Do we still have it?

We had net neutrality for a few years, but it’s gone now and the government is fighting to keep the repeal intact. Trump appointed Ajit Pai (a former Verizon lawyer) as head of the FCC and upholding the repeal, even though most Americans disagree with Pai. Service plans haven’t completely changed yet, but telecom companies have a bad history of messing with customers and it’s about to get worse. The Santa Clara County Fire Department is suing Verizon. But why? California has been battling the Mendocino Complex Fire (a fire complex made up of 2 wildfires) since July and firefighters are putting their lives on the line to prevent further damage and death. While trying to map their location on the job, firefighters noticed their internet access had slowed down to 1/200 of the original speed they had. Instead of helping the firefighters in a critical crisis, Verizon instead suggested they upgrade to a more expensive plan for higher speeds. Verizon purposely slowed down the service to force an upgrade, even after being alerted to the situation.

Now the fire department and local governments are fighting back, arguing the repeal of net neutrality is endangering lives. Before anyone could reach out about these issues, but now people don’t have a way to contact the FCC, they’re redirected to the FTC.

If you’re not worried about losing net neutrality, you’re thinking too literally. It’s not just about the internet, it’s about our rights.

What would happen without it?

Giving network provider companies the reins means they have complete control of content and access. A plan will dictate the cap of your data usage, at which point your provider forcibly slow down internet speed. If you want more, you have to pay more. You’ll have to pay to use certain apps and sites. And it’s not just users that get hit with the limits. What about online retailers? Online banking? How will other industries react when their customer base is slowed down or cut off by these limiting plans? How will the consequences ripple out? What industry won’t suffer?

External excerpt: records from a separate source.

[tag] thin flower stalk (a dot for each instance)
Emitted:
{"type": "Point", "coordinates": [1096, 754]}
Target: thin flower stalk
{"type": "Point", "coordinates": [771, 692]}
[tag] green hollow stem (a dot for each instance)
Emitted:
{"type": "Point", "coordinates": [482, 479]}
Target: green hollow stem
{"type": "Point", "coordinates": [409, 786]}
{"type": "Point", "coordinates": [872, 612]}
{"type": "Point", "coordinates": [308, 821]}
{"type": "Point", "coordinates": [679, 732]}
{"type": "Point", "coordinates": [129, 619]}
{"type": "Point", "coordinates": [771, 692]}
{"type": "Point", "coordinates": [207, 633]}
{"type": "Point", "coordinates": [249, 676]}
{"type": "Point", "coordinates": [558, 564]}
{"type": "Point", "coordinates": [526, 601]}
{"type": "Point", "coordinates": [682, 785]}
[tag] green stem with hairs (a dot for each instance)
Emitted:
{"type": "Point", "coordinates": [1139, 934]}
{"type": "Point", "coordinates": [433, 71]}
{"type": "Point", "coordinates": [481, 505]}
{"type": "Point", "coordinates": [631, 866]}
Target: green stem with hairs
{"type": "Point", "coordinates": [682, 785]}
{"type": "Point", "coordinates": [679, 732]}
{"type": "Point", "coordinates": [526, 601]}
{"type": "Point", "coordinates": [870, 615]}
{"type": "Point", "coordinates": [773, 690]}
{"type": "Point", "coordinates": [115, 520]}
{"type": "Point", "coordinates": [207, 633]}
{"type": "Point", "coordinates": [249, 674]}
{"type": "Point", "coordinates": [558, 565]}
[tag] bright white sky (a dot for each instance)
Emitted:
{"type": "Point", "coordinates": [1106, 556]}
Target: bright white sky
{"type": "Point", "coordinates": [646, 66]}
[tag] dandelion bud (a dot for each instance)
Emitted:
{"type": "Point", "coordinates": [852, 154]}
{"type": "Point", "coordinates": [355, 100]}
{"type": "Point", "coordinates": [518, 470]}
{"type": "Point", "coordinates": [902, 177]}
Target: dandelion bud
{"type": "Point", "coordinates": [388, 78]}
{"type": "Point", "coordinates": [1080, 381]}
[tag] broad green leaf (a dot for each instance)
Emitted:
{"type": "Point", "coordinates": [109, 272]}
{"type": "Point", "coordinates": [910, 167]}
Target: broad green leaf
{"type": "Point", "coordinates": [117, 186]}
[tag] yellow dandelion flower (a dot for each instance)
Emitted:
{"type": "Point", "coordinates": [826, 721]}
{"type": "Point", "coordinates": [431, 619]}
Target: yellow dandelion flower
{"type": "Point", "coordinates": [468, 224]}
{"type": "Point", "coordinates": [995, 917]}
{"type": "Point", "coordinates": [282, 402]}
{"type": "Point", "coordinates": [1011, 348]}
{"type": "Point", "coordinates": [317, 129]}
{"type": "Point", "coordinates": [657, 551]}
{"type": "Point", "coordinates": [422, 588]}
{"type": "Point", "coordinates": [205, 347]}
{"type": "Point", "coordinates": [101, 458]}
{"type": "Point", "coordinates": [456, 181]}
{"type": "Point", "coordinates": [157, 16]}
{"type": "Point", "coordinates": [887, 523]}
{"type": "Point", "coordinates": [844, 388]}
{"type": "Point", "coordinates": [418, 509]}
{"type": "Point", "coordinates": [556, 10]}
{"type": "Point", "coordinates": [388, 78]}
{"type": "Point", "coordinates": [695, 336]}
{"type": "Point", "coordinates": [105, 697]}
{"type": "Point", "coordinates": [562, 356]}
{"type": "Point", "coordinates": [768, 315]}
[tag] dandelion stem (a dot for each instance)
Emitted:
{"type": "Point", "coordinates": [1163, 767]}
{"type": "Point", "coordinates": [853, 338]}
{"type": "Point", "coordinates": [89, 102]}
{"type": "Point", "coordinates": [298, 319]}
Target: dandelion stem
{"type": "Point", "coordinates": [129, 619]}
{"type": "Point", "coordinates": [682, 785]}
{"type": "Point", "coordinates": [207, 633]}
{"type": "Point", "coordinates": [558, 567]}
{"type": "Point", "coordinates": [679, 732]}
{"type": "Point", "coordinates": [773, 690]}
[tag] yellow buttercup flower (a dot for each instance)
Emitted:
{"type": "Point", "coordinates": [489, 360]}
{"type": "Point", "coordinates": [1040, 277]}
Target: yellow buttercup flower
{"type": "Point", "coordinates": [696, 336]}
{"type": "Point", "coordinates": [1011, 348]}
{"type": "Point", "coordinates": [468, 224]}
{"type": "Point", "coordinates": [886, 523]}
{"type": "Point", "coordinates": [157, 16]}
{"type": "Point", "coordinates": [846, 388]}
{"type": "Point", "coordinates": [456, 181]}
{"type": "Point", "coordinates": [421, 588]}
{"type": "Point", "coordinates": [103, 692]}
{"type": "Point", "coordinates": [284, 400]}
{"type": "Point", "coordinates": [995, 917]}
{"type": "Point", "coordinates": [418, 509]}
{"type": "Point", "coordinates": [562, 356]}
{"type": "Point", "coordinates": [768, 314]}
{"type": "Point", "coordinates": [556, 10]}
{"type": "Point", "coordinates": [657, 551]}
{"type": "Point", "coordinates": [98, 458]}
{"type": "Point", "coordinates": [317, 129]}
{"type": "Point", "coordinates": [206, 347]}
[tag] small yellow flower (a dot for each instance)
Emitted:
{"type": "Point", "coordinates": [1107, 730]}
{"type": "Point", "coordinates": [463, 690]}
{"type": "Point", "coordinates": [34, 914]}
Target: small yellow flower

Countries that do not have net neutrality pay very high prices for data. And in many instances, that also raises the cost of owning and using a cellphone. We already have $1000 phones, how much more do they want us to pay? Sure, that giant brick from the 80’s was way more expensive, but they didn’t have smart phones and apps. Telecom has the advantage of knowing that so many people  and corporations rely on the internet for pretty much everything. Entertainment, contact, business, health, finances, and everything else that’s online.

Portugal is often used as an example of life without net neutrality. Do you like watching Netflix, texting, looking through Instagram, playing a game, and checking your email in a day? Too bad, you need to pay for 6 different plans that grants you access to certain apps and sites (not including the usage cap).

This is what unregulated telecom looks like. Your service quality and capabilities will depend which tier you pay for. If you can’t pay for the best, most expensive plan, you’ll service gets capped. Once you reach the cap, either stop using the internet or shell out more cash. It’s a mammoth step backwards from net neutrality and it’s paving the way of losing certain freedoms.

What now?

California is fighting to keep net neutrality, and it could indicate the future for the entire country. Other states and local legislations are also gearing up to fight against the FCC

Like other industries, there are a handful of cable and phones companies that are completely monopolizing net broadband while steadily increasing prices. But who is this truly good for? Let’s be real, there are more cons than pros with repealed net neutrality.